Domaine d'activité : Architecture, arts appliqués, arts plastiques et arts du spectacle
Centre d'interêt :  
Développer vos qualités artistiques
Fabriquer / Réparer les objets
La fonction

Le luthier réalise seul, à la main et maintenant de plus en plus avec des moyens innovants (conception assistée par ordinateur, commandes numériques, caractérisation acoustique des instruments et des matériaux), les instruments à corde à partir de bois communs ou précieux. Il est rare que ces professionnels ne vivent que de la fabrication d’instruments. La plupart des ateliers se consacrent à la restauration d’instruments et au réglage de la sonorité. Au grand regret de ces artisans, qui aimeraient consacrer davantage de temps à leur passion, Ce sont l’entretien, la réparation, la location, l’expertise ou la revente qui assurent l’essentiel du chiffre d’affaires. Cette activité peut en effet représenter les deux tiers de son travail. Elle va du simple réglage, à la restauration d’envergure, et peut porter sur l’instrument d’un débutant comme sur celui d’un professionnel.

La formation

Pour les instruments du quatuor : le lycée de Mirecourt prépare à un DMA Lutherie en trois ans avec un recrutement très sélectif, sur dossier et examen, au niveau bac. Cette formation s’effectue à temps plein. Pour la guitare : l’Institut Technologique Européen des Métiers de la Musique (Itemm) et le Lycée de Bédarieux préparent au CAP des métiers d’art d’assistant technique en instruments de musique option guitare (réparateur) et au Brevet des métiers d’art de technicien en facture instrumentale option guitare qui pourra permettre de devenir luthier en guitare acoustique et électrique sur la durée. Ces diplôme se préparent en apprentissage (alternance école – entreprise pendant deux ans pour le CAP et 2 ans pour le BMA) ou à temps plein (1 an pour le CAP, il n’existe pas de formation à temps plein pour le BMA). À noter que l’expérience s’acquière pour beaucoup aux côtés de professionnels, notamment lors de stages.

La remunération

Un jeune luthier démarre souvent avec le SMIC . Ensuite, sa rémunération, tout en restant modeste, évolue en fonction de la taille de l’atelier, de sa réputation et de sa vocation principale.

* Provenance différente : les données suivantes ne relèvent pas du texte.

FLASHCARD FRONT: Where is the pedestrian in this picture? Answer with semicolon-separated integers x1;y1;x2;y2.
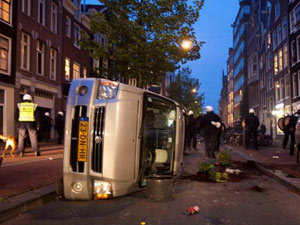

Un violon artisanal peut coûter de 5 000 à 9 000 euros, un violoncelle le double. Plus de 60% de son salaire peut provenir du travail d’entretien et de réparation, ce qui rend le revenu difficile à évaluer.

Les conseils

Le luthier a un sens musical et esthétique développé. La pratique du violon ou d’un autre instrument à cordes « frottées » est souhaitable, même si le luthier n’a pas besoin d’un niveau « académique » élevé. Autres qualités incontournables : patience, habileté et bonne connaissance des bois, car de ces qualités dépend en grande partie la sonorité finale de l’instrument.
Une bonne oreille, acquise en allant très souvent à des concerts, est indispensable pour accorder les instruments. La mémoire visuelle ainsi que les connaissances historiques et la culture professionnelle constituent les bases de l’expertise.
Les professionnels conseillent de travailler six à huit ans chez un maître-artisan pour acquérir les bases du métier, se perfectionner, élargir ses compétences, et se faire connaître.